The mechanisms of severity of CAD and T2D in patients with acute coronary syndrome (ACS) are complex and not so clear at present. While many genetic studies , for CAD and T2D, have identified the 9p21.3 locus as a common risk region, there are no functional variants (noncoding variants) within this region. Therefore, the relation between the 9p21.3 locus and the genetic principles of these two diseases remains poorly understood.
The essential mechanisms by which SNPs on chromosome 9p21.3 contribute to early-onset and severity of CAD in diabetes remain unclear.

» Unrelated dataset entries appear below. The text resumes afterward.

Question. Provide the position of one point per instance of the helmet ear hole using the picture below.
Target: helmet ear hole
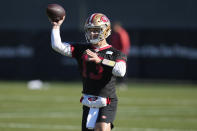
(98, 20)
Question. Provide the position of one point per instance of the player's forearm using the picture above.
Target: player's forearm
(57, 45)
(119, 69)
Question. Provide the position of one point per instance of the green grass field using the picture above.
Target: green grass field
(143, 107)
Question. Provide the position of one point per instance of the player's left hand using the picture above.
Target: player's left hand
(93, 56)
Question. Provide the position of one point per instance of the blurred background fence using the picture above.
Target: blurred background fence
(163, 38)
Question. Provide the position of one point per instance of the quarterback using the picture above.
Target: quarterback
(99, 65)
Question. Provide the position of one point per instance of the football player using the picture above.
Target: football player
(99, 64)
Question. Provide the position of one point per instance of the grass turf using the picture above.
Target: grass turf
(142, 107)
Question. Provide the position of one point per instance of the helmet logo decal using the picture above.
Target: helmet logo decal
(104, 19)
(92, 17)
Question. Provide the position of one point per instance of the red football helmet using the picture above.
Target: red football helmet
(97, 27)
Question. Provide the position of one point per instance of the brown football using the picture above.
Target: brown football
(55, 12)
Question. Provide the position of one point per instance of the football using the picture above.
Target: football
(55, 12)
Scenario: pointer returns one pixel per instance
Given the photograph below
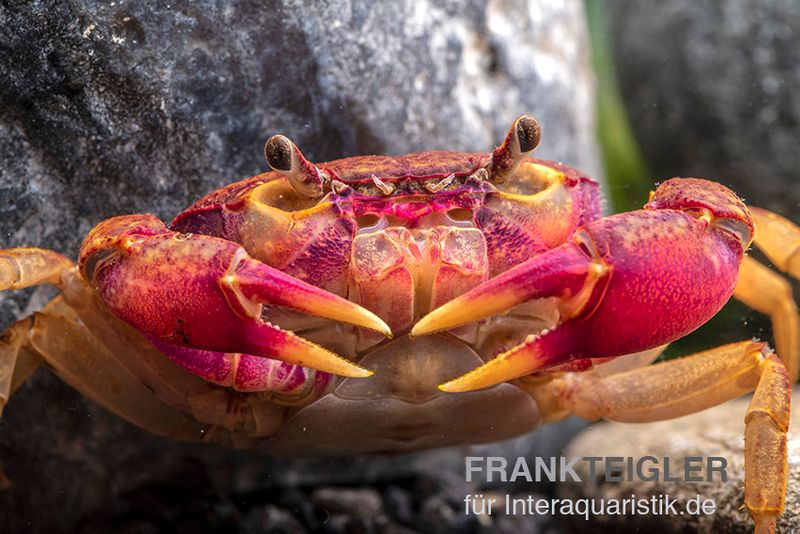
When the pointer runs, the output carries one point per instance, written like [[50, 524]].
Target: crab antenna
[[284, 157], [523, 137]]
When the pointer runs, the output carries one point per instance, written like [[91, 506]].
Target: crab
[[383, 304]]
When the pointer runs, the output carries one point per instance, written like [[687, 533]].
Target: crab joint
[[284, 157], [523, 137]]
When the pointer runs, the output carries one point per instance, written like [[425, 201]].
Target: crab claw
[[284, 157], [522, 138], [659, 273], [564, 273], [206, 293]]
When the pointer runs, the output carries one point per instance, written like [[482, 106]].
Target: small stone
[[362, 502], [270, 520], [398, 504]]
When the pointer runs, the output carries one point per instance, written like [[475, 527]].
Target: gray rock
[[711, 89], [715, 432], [113, 108]]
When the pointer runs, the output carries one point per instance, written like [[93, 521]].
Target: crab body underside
[[261, 316]]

In a family-based study, Meng et al.  observed that chromosome 9p21.3 is associated with early-onset CAD in the Irish population. In the present large-sample study, we found that after investigating their association with traditional risk factors homozygous CC genotype carriers were found to have an increased risk for early-onset CAD in diabetic patients. Moreover, among diabetic patients with early-onset CAD, CC genotype carriers had significantly higher Gensini scores than non-CC genotype carriers. These observations suggest that there may be a common genetic basis for diabetes and CAD in a homozygous genotype of chromosome 9p21.3 .

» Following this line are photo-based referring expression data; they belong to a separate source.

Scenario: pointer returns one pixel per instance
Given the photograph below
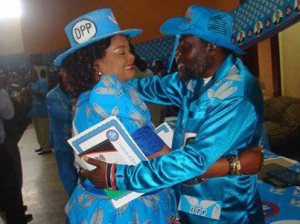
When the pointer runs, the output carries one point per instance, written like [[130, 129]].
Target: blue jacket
[[59, 106], [38, 104], [221, 118]]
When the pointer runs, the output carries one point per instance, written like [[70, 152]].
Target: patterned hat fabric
[[90, 28]]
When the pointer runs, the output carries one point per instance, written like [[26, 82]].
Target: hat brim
[[171, 28], [132, 33]]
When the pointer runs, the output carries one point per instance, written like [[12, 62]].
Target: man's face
[[258, 26], [192, 57]]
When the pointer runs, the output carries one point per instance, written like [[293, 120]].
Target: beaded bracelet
[[234, 165]]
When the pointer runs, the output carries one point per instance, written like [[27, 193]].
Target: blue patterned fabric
[[38, 104], [221, 118], [59, 107], [111, 97], [252, 12]]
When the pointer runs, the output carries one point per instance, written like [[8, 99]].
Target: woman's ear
[[211, 48], [97, 67]]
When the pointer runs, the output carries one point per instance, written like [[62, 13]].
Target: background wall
[[289, 61], [11, 40]]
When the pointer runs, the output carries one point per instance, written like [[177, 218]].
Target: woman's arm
[[251, 161]]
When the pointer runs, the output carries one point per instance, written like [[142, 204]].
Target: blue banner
[[257, 20]]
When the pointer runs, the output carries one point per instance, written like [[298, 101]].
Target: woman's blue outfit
[[110, 97]]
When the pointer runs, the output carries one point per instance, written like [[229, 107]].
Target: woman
[[100, 47]]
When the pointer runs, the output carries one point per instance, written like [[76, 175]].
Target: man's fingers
[[94, 162]]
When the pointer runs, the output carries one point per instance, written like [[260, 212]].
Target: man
[[221, 113], [297, 5], [38, 111], [11, 195], [241, 37], [277, 17], [59, 106], [258, 28]]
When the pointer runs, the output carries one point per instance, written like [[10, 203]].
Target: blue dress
[[38, 105], [112, 97], [219, 119]]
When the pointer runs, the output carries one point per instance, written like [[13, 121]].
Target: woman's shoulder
[[83, 97]]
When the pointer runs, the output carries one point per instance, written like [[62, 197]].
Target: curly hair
[[79, 66]]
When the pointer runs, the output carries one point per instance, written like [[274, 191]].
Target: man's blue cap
[[90, 28], [208, 24]]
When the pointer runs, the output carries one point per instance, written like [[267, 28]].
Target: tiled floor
[[43, 192]]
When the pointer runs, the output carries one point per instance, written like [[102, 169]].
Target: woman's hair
[[79, 66]]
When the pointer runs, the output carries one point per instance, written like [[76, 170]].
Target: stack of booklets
[[109, 141]]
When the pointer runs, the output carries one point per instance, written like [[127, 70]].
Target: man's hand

This study demonstrated that 9p21.3 polymorphism is significantly associated with CAD in a Tunisian population, and the homozygous CC genotype of rs1333049 confers a magnified risk of early-onset and severe CAD in type 2 diabetic patients.
|ACS:||Acute coronary syndrome|
|ANOVA:||Analysis of variance|
|BMI:||Body mass index|
|CAD:||Coronary artery disease|
|HbA1c:||Glycosylated hemoglobin A1c|
|PCR:||Polymerase chain reaction|
|SNP:||Single nucleotide polymorphism|
|SPSS:||Statistical Package for the Social Sciences|
|T2D:||Type 2 diabetes.|
All human studies have been approved by the appropriate ethics committee and have therefore been performed in accordance with the ethical standards laid down in the 1964 Declaration of Helsinki and its later amendments.
All persons gave their informed consent prior to their inclusion in the study.
Conflict of Interests
The authors declare that they have no conflict of interests.